Encores! keeps getting closer and closer to complete productions, and the exhilaration one experiences turns to sadness at he idea that such good work has a closing night.
‘Gentlemen Prefer Blondes” is an example. Randy Skinner’s choreography is extensive and admirable. With David C. Woolard as costume consultant, some of the results are delightfully hilarious, such as the chorus gals wearing hats topped by huge cocktail glasses, or appearing in the motif of large buttons (zippers and buttons figure in the plot) used like pasties. The Encores! Orchestra, with Rob Berman as music director, is an attraction in itself, and John Rando’s overall direction pulls everything together with snap and sizzle.
Getting to specifics, Hilty is a bundle of curvy dynamite. Her Lorelei makes gold-digging seem like a natural career. On the one hand she projects utter innocence, while on the other she is a master schemer who knows how to wiggle her charms and use her voice with effects that can be sweet, boisterous or guttural. She can milk a double-entendre (”where I was reaaaared”) with the best of them. She makes the Jule-Styne-Leo Robin numbers “I’m Just a Little Girl from Little Rock” and “Diamonds Are a Girl’s Best Friend” the show-stoppers they are meant to be. Hilty embodies the very concept of a Broadway musical star and I look forward eagerly to see her again as soon as possible.
Rachel York is an appealing plus as Lorelei’s companion Dorothy Shaw on a journey that begins on the Ile de France and winds up in Paris. The book by Anita Loos and Joseph Fields, filtered through this concert adaptation by David Ives, is totally nutty, serving up a situation, for example, in which Olympic athletes can be aboard ship and join York in the lively number “I Love What I’m Doing.” She’s a knockout and so are the muscular men.
Another favorite number of mine offers Simon Jones as the henpecked Sir Francis Beekman, who is always ogling pretty woman, getting to team with Hilty and the ensemble singing “It’s Delightful Down in Chile,” a song with the gay abandon typical of such mindless musical frolics.
The show boasts some terrific dancing.

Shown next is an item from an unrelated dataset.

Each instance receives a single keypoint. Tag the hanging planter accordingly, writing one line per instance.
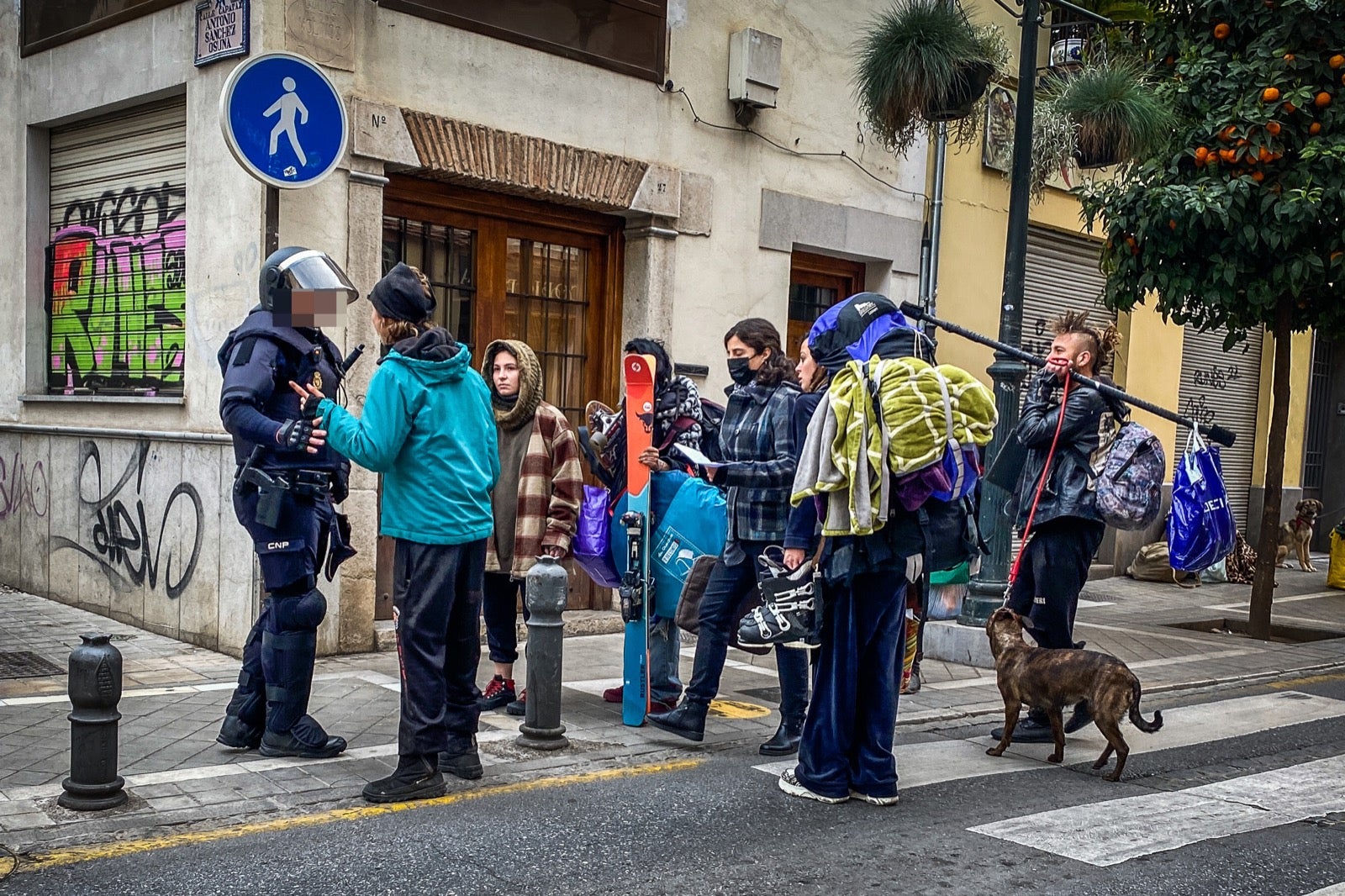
(968, 87)
(925, 62)
(1114, 111)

Megan Sikora is amusing as the always-rehearsing dancer Gloria Stark, who in a Paris nightclub is finally turned loose with Phillip Attmore and Jared Grimes in a rousing exhibition of tap, and in the case of Sikora, an array of dance permutations that give an extra lift to the show.
The cast is large and well-chosen, including Debora Rush as the booze-loving Mrs. Ella Spofford, whose son Henry (Aaron Lazar), is sweet on Dorothy and tries to keep his mother on Moxie instead of the hard stuff, but she is ever resourceful. Clarke Thorell is Gus Esmond, Jr., who manufactures buttons and is Lorelei’s rich find, and Brennan Brown, turns up as Gus Esmond Sr. Stephen R. Buntrock plays Josephus Gage, a health nut and zipper manufacturer.The host of other supporting players add to the non-stop fun.
John Lee Beatty is scenic consultant, and as always, it is amazing what a few scene suggestions can do—a ship’s railing, a gangplank, a glittering curtain.
I suppose a word is in order about the show’s sexist premise concerning diamonds as a girl’s best friend. Nobody would be likely to exalt gold-digging today, but it is liberating to go back to the pre-politically correct days when such fare could titillate Broadway and also turn into a Hollywood movie. As staged by Encores!, this concert revival is somewhat of a best-friend diamond itself. At New York City Center, 131 West 55th Street. Phone: 212-581-1212.